In May, hundreds of workers at a furniture factory here got a nice surprise. Their Chinese bosses were giving them a nearly 45% raise.
Factory owner Ren Li said so many other Chinese factories were moving to Vietnam to avoid high U.S. tariffs that he needed to give his workers a big increase to keep them from getting poached.
“They just flood in,” Li said of Chinese companies. “And that will cause a tsunami.”
For factory owners, the economic logic is simple. Goods made in China generally face tariffs of 40% to 50% when imported into the U.S. Vietnam is a relative bargain after President Trump this month announced a new tariff rate of 20%, upholding expectations that Vietnam would get more-lenient treatment. Western buyers such as Lowe’s and Hasbro have promised to cut their exposure to China.

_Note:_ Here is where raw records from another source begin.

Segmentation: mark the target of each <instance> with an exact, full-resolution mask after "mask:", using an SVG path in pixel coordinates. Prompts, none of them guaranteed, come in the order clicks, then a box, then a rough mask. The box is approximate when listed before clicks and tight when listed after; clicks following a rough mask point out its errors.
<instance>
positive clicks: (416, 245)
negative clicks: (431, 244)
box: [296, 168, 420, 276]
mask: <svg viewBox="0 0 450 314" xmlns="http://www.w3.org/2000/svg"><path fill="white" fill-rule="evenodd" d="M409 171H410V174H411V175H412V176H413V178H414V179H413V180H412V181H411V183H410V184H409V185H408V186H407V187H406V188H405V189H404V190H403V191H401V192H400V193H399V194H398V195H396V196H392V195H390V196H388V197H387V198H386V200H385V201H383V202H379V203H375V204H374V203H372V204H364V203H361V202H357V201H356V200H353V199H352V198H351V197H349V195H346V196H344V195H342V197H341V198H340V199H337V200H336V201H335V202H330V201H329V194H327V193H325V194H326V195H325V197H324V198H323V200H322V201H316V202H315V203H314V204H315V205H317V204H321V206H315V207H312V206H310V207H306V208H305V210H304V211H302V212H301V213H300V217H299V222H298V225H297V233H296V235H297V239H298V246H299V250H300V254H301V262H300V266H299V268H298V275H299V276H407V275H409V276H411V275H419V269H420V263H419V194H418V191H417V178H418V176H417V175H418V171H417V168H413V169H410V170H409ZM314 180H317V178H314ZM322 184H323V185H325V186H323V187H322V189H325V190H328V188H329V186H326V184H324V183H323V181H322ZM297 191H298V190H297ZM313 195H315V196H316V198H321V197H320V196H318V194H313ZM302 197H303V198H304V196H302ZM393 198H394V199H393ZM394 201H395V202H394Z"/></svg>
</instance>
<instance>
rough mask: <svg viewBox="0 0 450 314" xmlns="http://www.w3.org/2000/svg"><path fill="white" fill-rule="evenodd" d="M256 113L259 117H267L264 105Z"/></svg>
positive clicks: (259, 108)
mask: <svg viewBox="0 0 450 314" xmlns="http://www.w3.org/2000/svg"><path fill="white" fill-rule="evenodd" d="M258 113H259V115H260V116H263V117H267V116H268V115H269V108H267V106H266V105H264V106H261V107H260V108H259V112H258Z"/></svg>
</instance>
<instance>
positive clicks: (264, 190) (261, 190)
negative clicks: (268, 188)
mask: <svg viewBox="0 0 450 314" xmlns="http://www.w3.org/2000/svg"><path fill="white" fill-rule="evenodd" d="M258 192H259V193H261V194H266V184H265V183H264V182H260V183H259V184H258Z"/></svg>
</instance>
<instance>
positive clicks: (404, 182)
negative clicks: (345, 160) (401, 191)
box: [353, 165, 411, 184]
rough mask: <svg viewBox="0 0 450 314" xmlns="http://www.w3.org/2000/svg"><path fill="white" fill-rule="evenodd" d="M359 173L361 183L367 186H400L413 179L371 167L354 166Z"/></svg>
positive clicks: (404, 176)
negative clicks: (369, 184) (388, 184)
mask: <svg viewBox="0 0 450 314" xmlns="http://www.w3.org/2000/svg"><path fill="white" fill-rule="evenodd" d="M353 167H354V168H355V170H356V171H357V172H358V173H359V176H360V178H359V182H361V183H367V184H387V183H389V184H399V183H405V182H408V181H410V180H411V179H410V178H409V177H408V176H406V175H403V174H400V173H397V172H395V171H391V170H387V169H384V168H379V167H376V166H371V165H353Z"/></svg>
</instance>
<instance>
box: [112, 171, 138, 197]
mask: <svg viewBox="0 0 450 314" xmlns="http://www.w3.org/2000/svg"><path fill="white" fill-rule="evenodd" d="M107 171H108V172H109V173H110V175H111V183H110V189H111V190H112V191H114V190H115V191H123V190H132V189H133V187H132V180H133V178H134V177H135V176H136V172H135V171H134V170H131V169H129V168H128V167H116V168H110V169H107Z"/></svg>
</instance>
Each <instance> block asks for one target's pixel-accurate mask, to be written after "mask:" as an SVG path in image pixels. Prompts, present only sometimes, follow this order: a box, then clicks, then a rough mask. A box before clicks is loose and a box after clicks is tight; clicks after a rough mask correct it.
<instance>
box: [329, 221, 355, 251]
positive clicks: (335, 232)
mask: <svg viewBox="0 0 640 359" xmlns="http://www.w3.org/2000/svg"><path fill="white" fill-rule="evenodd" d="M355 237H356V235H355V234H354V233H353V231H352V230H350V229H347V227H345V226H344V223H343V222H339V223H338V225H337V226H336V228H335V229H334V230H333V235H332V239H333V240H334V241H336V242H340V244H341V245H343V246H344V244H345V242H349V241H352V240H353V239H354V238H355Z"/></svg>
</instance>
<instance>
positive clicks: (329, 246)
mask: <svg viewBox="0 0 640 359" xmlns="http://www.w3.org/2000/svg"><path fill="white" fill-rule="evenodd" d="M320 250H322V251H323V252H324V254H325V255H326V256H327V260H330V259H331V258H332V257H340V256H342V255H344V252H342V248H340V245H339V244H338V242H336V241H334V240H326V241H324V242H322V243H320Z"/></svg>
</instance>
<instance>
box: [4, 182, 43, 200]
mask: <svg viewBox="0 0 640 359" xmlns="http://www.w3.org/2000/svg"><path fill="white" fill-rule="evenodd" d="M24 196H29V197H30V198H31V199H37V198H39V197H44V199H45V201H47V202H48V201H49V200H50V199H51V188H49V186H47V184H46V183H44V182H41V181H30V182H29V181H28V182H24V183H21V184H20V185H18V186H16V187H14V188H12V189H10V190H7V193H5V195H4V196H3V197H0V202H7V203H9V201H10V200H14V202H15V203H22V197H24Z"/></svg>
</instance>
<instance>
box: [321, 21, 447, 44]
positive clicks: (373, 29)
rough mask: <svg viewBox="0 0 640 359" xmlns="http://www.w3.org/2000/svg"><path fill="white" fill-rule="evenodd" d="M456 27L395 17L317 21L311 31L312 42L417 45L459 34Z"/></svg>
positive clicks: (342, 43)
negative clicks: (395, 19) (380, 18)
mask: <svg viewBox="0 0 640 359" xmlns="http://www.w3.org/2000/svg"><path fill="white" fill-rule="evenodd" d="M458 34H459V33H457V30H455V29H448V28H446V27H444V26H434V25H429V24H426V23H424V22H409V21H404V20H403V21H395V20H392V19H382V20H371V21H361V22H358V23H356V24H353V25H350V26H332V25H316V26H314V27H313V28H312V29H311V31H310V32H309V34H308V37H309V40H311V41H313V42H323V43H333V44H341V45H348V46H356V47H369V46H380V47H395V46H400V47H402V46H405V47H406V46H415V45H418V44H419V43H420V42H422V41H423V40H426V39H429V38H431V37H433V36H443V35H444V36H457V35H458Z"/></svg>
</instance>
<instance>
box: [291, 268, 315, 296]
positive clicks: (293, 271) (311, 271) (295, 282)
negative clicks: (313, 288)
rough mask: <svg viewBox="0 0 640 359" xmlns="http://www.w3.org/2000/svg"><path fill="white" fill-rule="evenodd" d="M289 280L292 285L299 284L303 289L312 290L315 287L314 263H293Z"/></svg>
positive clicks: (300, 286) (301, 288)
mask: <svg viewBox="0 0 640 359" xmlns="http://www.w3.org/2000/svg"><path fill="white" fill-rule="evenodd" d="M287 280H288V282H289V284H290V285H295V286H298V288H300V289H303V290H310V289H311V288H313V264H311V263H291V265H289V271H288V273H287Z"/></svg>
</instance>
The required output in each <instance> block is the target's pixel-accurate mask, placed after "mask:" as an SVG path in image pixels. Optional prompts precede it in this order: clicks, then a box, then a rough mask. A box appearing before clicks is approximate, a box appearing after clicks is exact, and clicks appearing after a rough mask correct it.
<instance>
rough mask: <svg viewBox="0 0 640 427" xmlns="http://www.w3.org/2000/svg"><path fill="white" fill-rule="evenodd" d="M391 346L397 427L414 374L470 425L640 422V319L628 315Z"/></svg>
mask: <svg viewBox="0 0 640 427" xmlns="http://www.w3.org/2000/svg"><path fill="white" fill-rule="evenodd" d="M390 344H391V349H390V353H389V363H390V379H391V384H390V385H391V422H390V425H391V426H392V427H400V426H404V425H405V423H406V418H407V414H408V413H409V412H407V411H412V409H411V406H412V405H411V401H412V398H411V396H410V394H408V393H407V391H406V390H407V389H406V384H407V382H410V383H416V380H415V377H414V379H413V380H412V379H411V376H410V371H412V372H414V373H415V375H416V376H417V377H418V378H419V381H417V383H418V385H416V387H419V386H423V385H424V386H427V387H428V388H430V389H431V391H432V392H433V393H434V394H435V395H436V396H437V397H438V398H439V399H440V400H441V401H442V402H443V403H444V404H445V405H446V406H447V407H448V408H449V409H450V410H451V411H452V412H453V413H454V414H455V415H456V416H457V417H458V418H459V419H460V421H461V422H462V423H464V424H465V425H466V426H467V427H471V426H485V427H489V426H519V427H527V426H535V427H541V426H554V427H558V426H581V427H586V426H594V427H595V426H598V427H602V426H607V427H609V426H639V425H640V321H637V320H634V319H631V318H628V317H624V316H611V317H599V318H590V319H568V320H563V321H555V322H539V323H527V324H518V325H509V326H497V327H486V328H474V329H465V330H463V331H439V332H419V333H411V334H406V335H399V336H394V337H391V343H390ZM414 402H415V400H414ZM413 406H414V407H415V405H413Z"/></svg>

The rush to produce in Vietnam and other lower-tariff countries, far from wiping China off the map, keeps Chinese companies at the center of the export trade. Chinese businesspeople typically have the edge when it comes to building factories anywhere in the world—even in the U.S.
“They have all the technology, all the know-how,” said Le Hong Hiep, a senior fellow at Singapore’s ISEAS-Yusof Ishak Institute think tank. “It will take them less time to set up factories in Vietnam than for local companies to develop their own capabilities.”